President's weekly report — April 10, 2015

April 10, 2015 | By ROB RIVETT

Wetlands — Major victory in the 8th Circuit

The 8th Circuit handed us this major victory today in Hawkes v. United States.  The decision is a wonder to read because the court “got it.”  It understood that requiring a landowner to seek a wetlands permit when the landowner doesn’t think there are any jurisdictional wetlands has legal effect and should be appealable (these “wetlands” are a peat bog 120 miles from the nearest navigable waterway.)  It understood that because it can take years and hundreds of thousands of dollars to obtain a wetlands  permit, a wetlands jurisdictional determination should be appealable.  And it understood that when the Corps tells a landowner’s employees to “start looking for another job” (meaning no permit is forthcoming), when it asks for detailed information requests that would cost more than $100,000 to fulfill, and when it ignores the advice of its own administrative appellate process and continues to maintain a property is a wetland, then it is time to allow the landowner to appeal to a court of law.  As the court put it,

The prohibitive costs, risk, and delay of these alternatives to immediate judicial review evidence a transparently obvious litigation strategy: by leaving appellants with no immediate judicial review and no adequate alternative remedy, the Corps will achieve the result its local officers desire, abandonment of the peat mining project, without having to test whether its expansive assertion of jurisdiction — rejected by one of their own commanding officers on administrative appeal — is consistent with the Supreme Court’s limiting decision in Rapanos.

Amen.  For more detail on this case, read about it on our blog here.

Victory for our children — Charter schools victory in California

The California Supreme Court ruled in favor of California’s charter schools in its long-awaited decision in California Charter Schools Association v.

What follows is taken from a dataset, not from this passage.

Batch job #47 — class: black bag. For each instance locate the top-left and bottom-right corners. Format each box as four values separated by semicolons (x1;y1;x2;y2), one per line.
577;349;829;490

Los Angeles Unified School District. California voters adopted the charter school program in order to provide students and their parents alternatives to California’s failing schools.  Charter schools are designed to compete, and make better, traditional school programs that are now burdened by hidebound bureaucracies, coddled incompetents, and union-dominated boards. While they do not provide the same degree of competitive choice as found in other states that have more robust private-school voucher programs, California’s charter schools provide alternative public school programs within existing school district infrastructure. And therein lies the rub.  State law mandates that school districts free up some of their resources to accommodate the charter schools.  But some districts, like the defendant Los Angeles district here, have tried to limit the competition by limiting the resources available to the charter schools.  As our blog post explains in more detail here, the Supreme Court said “no,” the school district cannot violate state law by making up its own rules on the sharing of resources with its charter schools.  You can find our amicus brief in support of the charter schools here.

Property rights — affordable housing scheme before California Supreme Court

We argued California Building Association v. City of San Jose before the California Supreme Court this week.  This is the case where we are challenging San Jose’s shakedown of new home builders, where the City is demanding that builders of 20 or more market-rate homes contribute three homes to the city’s supply of “affordable” housing by selling those homes for less than what they are worth to low-income buyers and slapping on deed restrictions to cement in the price reductions.  Alternatively, the builders can give the City land or cash — at $122,000 per home.  We expect a decision within 90 days.  For video and podcast links, see our blog here.

Economic Liberties project — unreasonable licensing requirements in Nevada

We filed this reply in support of our motion for a preliminary injunction in Castillo v. Ingram This is the case where we’re arguing that the state should not make a brick and mortar office a requirement of having a private investigator’s license in Nevada.

Property rights — coastal land rights in Massachusetts

Last month, we offered oral remarks at a hearing of the Massachusetts Coastal Erosion Commission regarding its preliminary report on proposals to respond to coastal erosion. This week PLF sent written comments to the Commission, which included analysis of the Commission’s draft report and some suggestions for its improvement. Among other things, we advised the Commission it needed to acknowledge at least the most obvious protections for private landowners in both the Massachusetts and United States Constitutions.  Put simply, the purported solution to coastal erosion of letting homes fall into the sea is not a solution and is not lawful.  For more on this, see our blog post here.

Free Enterprise Project — Arbitration in New Jersey

PLF went racing in the streets this week up to the swamps of Jersey to file an amicus brief in an arbitration case pending at the New Jersey Supreme Court. In Morgan v. Sanford Brown, we argue that the Court should uphold a lower court decision to enforce an arbitration agreement and send the parties to arbitration.  The lower court held that people in New Jersey might not understand that the word “arbitrate” in a contract actually means “arbitrate” at the exclusion of a court trial.  We think the people of New Jersey are smarter than that.  But do see our blog post if you want to explore further the lyrical intersection between New Jersey culture and the law.